Cuando vuelven las musas

Esta mañana estaba meditando -sí, soy toda una yogui del siglo XXI- y me he venido corriendo a coger el portátil. No podía concentrarme, estaba en plena ebullición. De repente, me salían las ideas a borbotones.

Hacía mucho tiempo que no me pasaba (lo de tener ideas, digo). Antes, cuando era mas joven, escribía bastante. Recuerdo tirarme horas frente a la pantalla de ordenador inventándome historias. Luego llegó la adolescencia, y con ella, las redes sociales, y ahí ya se fue todo a la mierda -dime tú quién es capaz de escribir algo con sentido en 120 caracteres. Pero me acababa de dejar el novio, y claro, no hay mayor fuente de inspiración que el desamor, así que volví a darle a la tecla con mi vena más profunda, esa con la que te pones a reflexionar sobre la vida y te piensas Descartes. Pero lo superé, dejé de retwittear a Sabina Quotes y se me fueron todas las musas. Asco de madurez. El caso es que perdí el hábito, y adiós muy buenas premio Pulitzer (lo siento, papá).

Hoy, sin embargo, he sentido una necesidad imperiosa de escribir. Estaba ahí tirada en el suelo de mi habitación, con las piernas en posición de loto -vamos, una forma incomodísima de sentarse- y no podía pensar en otra cosa. Ni mente en blanco ni mantra ni nada. Así que he dejado las velitas y el incienso y me he sentado a escribir y a vomitar todas mis ideas.

No sé donde se había metido mi creatividad durante los últimos años. Desde hace tiempo, tengo un diario donde escribo mis pensamientos (algún iluminado me dijo que ayudaba a definir las ideas y enfocar tu futuro, y sabe Dios la falta que me hace). De vez en cuando me siento ahí, a ver si se me ocurre qué poner, pero nada. Me siento como una adolescente leyendo la sección de historias de la Super Pop (sí, la misma adrenalina) solo que ahora ya no estoy en el colegio y la Super Pop la dejaron de vender hace tiempo. Ni si quiera tengo el Word instalado (quién me ha visto y quién me ve).

Supongo que lo que me pasa es que he dado cuenta – gracias a esta auto-terapia del diario que os contaba- que a esta sociedad le falta un poquito de autenticidad. Que en esta era de Netflix y barbas hipster lo que se lleva es hacer fotos a la comida y darle a ‘like’ a las fotos supeguays de bloggers con millones de seguidores. Tener una vida healthy (solo apta para Instagram), viajar mucho y dejar constancia online de que estás en la cresta de la ola.

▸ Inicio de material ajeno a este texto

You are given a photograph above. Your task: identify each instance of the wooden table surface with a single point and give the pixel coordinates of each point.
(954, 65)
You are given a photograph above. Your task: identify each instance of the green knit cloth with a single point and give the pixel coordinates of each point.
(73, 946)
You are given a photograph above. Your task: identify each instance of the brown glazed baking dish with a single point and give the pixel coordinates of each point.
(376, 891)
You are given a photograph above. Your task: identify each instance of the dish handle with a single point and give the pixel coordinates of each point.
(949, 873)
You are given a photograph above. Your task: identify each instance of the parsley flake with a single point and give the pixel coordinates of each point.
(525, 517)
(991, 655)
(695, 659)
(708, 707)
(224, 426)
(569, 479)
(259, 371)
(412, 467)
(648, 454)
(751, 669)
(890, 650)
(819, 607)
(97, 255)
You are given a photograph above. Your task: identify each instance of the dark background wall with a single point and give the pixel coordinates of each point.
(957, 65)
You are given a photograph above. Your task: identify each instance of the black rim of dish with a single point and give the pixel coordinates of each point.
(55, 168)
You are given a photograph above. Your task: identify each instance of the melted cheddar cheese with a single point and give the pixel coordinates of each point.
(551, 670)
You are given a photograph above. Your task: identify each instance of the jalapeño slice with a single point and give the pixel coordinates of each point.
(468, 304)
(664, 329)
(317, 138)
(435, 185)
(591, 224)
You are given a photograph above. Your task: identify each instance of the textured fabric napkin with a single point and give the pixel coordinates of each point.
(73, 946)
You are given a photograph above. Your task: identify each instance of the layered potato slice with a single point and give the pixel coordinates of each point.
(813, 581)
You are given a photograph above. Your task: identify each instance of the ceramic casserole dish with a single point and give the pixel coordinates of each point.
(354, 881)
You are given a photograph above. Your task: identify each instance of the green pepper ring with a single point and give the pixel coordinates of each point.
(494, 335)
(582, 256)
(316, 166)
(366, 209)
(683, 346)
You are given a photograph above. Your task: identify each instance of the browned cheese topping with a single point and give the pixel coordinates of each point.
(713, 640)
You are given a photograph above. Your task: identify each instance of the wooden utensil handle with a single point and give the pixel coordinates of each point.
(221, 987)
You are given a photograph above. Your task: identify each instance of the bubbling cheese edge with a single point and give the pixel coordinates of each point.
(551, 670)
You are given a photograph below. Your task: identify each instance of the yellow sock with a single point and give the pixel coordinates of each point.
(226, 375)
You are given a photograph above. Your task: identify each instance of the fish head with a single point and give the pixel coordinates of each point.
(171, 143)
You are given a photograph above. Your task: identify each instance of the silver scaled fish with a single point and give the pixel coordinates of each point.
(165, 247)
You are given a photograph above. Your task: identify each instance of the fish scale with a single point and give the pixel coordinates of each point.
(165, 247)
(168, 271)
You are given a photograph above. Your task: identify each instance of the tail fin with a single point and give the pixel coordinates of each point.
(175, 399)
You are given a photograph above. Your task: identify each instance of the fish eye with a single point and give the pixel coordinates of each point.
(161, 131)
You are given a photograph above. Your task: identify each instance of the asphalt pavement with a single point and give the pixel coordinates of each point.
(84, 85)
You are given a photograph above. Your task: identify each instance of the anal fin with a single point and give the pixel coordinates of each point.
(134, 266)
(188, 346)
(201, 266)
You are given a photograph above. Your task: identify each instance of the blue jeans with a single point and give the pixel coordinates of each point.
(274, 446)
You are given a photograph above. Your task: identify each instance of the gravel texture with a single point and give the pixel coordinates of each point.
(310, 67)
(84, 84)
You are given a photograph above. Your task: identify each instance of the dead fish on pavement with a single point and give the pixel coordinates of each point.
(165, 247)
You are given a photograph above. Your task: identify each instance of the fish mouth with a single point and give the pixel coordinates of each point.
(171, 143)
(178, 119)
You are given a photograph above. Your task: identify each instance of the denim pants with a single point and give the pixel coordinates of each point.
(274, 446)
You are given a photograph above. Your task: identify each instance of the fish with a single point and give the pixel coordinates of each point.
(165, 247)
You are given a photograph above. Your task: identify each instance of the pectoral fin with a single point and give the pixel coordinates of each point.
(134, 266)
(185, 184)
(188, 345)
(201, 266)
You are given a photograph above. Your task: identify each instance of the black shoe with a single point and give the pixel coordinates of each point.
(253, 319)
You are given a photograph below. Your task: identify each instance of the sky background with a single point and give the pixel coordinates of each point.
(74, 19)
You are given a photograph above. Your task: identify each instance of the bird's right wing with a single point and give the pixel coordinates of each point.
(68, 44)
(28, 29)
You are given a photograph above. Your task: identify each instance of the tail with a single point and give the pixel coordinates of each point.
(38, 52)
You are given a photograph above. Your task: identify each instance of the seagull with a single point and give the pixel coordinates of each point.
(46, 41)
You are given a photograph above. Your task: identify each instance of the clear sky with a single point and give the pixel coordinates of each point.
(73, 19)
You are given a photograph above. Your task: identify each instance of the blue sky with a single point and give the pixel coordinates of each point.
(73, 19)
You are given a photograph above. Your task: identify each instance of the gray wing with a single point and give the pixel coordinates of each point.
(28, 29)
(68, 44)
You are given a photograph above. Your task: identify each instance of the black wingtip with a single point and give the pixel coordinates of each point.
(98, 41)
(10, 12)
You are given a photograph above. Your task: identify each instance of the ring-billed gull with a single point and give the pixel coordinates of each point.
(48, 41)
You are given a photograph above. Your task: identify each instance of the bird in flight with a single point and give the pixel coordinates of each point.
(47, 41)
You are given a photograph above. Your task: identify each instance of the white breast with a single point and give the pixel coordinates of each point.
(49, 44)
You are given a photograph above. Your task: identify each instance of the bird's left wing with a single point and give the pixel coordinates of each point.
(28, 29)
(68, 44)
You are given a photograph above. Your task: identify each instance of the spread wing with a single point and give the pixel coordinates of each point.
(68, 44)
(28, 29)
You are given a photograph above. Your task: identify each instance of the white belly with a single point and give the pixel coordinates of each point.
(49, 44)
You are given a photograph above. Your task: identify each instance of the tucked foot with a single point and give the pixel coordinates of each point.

Pero no, la vida no es eso. La vida es gente como tú y como yo, que cuando hacemos una foto para Instagram nuestra ensalada parece un churro. Que no viajamos cada mes a un paraíso tropical. Que trabajamos por nuestro futuro cada día, pero sin grandes aventuras. Que disfrutamos cada segundo con nuestros amigos sin preocuparnos por hacer la foto perfecta y dejar constancia en Facebook. Y que de una forma más modesta, también soñamos. Porque somos perfectamente imperfectos, y vivimos sin tener que demostrárselo a nadie, sin filtros.

En fin, que me he puesto a divagar. El tema es que hoy, que estaba a tope de creativa, he decidido compartir mi terapia de vida con vosotros y me encantaría que me acompañaseis (si es que después de leer estas líneas todavía queréis seguir leyéndome, valientes).

Perdonad, aún no me he presentado. Soy un chica de veintitantos tirando a los treinta, viviendo y trabajando en un país que no es el suyo. Soltera (algún día os contare mis anécdotas con el dating) y tratando de sobrevivir en este juego al que llamamos vida. Feliz a pesar de todo, pero con falta de aventuras, sin sobresaltos. Y supongo que esto es lo que también me trae aquí, a escribir mis historias, que pueden ser también las tuyas.

Al fin y al cabo, soy una chica del montón.